We talk about "loving" on people so much that it has become a part of my vocabulary and mindset similarly to talking about eating brunch. Still I never really know when brunch happens or why it's not more defined and what kind of food it means we're actually going to eat. I want to love people because I know that I am loved and I know that they are loved. But why is it so much harder to love these people than ever before? Because now they don't look like me. They don't think like me. They do things contradictory to what I believe. They've been burned by people like me. They actually should and maybe do despise me. I've been in rooms where the entire point of a lesson is contradictory to what I believe is true about the identity of a person. I believe it is more than who you are attracted to, what groups you identify with, or what country your ancestors came from. I believe identity is breathed into you from the same One that created you. I'm tempted to throw doctrine and scripture and opinions into the room. Then I think to myself, if the Son of Man were sitting at the table across the room during these conversations what's he going to say? It's sure going to look and sound a lot different than what I naturally declare.

I want to get on a soap box and discuss the different theories about identity. I want to expose how sexual identity is destroying the most precious gift we've been given. I want to defend. And then I want to attack. Is this that whole "loving people" thing we always talk about? Is this what it means to be the aroma of Christ? As I look over at the empty seat I hear Him in a gentle way catch my attention. I see Him lift His hands into the air and gently say stop using those eyes. Then I see them. The holes in His hands. The two lenses through which He sees, and the same ones that I don't have to pay a quarter to look through. The grace. The real definition of loving people. To honor and to give grace as Jesus gives grace. It is the only way I can understand what loving people really means. To put the armor down and instead grab a hand that looks different than yours and hold onto it because you know you once needed a hand too. If I can give my hand to hold, to meet them at the hurt, then hopefully they will catch a glimpse of the hol(e)y hands that are calling them home. There is a lot of injustice and a lot of what I'm doing here is working against that, but when I forget that I don't breathe compassion and grace naturally then I am enlarging the gap between each of us rather than scooting closer and closer. 

Brothers and sisters, let us love.

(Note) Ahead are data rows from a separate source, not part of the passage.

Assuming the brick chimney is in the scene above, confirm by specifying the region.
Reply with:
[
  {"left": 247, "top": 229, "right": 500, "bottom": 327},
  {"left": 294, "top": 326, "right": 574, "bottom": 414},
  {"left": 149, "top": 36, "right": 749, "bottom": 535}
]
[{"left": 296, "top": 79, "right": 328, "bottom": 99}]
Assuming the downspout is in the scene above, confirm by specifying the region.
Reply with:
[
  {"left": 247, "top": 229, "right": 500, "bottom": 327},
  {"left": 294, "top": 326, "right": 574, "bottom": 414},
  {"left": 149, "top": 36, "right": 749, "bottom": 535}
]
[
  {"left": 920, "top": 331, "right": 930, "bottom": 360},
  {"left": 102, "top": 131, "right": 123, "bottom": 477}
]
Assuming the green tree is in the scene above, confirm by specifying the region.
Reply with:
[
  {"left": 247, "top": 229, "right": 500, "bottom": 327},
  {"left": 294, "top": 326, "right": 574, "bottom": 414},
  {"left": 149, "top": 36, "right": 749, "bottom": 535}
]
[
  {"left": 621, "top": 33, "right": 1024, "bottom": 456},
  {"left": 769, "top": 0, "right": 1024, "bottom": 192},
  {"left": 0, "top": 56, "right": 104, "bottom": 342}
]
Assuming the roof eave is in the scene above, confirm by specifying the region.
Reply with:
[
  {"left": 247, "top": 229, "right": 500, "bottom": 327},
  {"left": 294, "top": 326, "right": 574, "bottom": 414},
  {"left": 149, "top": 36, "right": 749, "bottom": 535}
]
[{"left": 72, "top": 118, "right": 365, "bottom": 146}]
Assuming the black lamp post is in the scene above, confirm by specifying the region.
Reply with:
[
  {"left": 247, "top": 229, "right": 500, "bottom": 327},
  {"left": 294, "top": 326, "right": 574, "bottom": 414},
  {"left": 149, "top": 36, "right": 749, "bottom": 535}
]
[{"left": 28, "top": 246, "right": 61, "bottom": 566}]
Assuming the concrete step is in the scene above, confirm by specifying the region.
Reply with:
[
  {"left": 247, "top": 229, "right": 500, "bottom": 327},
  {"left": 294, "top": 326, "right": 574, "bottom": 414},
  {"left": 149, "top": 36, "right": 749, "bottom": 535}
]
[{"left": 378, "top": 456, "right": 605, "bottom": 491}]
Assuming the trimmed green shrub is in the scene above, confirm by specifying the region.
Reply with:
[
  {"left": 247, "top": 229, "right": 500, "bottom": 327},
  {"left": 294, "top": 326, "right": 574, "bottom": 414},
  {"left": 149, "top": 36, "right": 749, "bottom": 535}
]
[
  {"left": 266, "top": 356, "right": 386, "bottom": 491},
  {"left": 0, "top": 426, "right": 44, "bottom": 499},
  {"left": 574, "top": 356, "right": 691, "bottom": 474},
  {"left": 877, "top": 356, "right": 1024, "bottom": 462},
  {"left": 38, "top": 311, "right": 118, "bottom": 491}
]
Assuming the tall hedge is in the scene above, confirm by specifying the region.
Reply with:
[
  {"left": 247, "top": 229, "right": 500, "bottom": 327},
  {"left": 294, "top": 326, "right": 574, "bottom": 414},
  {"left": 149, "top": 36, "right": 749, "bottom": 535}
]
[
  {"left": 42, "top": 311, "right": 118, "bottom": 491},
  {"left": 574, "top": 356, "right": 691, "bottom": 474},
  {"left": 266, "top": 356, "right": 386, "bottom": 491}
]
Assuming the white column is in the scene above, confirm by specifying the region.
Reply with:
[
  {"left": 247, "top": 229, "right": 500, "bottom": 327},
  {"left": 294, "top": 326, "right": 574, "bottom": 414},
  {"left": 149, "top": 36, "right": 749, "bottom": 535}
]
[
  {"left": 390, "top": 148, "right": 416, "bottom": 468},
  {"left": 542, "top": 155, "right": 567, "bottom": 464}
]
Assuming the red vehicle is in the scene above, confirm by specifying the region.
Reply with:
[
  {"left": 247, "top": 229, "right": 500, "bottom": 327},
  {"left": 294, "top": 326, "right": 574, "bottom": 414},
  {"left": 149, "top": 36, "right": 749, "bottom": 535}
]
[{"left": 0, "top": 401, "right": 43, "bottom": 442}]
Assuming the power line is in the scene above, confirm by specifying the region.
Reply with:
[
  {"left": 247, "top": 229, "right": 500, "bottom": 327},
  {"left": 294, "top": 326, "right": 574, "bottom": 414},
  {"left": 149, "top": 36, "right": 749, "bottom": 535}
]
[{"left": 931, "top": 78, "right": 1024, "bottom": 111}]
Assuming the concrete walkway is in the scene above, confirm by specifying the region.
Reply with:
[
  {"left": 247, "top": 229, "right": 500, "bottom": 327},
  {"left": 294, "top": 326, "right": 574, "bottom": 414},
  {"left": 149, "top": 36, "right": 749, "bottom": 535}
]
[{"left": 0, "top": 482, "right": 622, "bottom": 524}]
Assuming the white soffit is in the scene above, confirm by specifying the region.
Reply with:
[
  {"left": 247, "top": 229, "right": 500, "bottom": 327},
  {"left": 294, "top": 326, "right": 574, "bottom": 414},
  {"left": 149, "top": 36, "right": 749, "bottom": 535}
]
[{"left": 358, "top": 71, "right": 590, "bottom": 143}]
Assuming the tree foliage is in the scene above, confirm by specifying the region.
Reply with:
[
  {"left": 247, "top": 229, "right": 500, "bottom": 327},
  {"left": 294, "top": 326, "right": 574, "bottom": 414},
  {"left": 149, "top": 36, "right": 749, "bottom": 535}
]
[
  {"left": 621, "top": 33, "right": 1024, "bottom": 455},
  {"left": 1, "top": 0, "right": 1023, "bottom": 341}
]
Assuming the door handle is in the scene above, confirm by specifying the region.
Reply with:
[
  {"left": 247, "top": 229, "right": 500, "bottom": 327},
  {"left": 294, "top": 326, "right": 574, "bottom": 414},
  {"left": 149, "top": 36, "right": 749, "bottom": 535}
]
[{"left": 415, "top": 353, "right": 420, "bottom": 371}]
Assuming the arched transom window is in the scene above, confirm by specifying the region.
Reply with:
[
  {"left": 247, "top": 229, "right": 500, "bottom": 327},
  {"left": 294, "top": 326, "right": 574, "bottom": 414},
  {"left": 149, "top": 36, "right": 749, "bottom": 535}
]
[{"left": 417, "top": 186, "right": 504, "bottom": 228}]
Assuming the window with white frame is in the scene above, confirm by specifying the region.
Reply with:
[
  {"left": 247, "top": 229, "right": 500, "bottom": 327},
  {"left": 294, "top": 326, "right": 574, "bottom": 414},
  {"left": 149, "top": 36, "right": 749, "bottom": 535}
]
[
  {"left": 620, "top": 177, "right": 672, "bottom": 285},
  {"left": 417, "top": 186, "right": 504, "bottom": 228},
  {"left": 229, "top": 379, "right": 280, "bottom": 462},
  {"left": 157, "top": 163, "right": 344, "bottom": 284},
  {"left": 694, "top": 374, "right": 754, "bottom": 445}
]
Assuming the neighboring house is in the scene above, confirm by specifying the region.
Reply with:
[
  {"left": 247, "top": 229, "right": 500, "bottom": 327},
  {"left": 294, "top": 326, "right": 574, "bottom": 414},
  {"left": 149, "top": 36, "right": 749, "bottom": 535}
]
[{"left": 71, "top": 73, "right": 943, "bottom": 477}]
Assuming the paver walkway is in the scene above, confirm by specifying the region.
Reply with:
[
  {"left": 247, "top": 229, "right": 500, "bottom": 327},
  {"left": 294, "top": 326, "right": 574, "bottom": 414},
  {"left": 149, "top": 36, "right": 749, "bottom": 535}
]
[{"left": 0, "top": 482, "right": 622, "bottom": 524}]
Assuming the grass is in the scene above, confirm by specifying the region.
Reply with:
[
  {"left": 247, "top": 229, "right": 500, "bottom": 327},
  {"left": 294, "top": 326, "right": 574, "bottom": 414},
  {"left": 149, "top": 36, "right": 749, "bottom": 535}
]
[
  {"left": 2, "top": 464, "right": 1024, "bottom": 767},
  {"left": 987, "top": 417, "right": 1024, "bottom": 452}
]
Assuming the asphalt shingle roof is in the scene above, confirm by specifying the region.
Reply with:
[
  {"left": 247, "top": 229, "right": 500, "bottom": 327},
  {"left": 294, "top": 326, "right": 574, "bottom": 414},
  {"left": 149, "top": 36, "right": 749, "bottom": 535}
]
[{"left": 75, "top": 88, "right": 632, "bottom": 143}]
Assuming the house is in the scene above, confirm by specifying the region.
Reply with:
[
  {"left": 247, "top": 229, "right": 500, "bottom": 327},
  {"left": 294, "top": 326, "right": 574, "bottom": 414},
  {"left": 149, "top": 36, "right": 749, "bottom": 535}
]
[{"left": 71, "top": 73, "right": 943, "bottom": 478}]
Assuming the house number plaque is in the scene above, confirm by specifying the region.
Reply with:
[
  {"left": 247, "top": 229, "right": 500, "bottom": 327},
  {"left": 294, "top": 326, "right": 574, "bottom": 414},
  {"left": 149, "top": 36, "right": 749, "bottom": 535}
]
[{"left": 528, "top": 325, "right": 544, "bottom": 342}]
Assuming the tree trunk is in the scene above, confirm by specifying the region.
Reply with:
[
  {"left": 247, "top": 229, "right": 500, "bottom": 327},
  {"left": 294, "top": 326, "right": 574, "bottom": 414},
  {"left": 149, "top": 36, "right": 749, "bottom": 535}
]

But let us love not on the authority of "christianity" or the cause of justice or ministry. Let us love because we did nothing to get ourselves to where we are. Someone showed us the holes in the hands of Christ. So let us move forward and see that He is on the other side of the river giving us the strength to step across as we keep our gaze on Him, and we have no idea whose eyes are seeing the hands that we are sharing.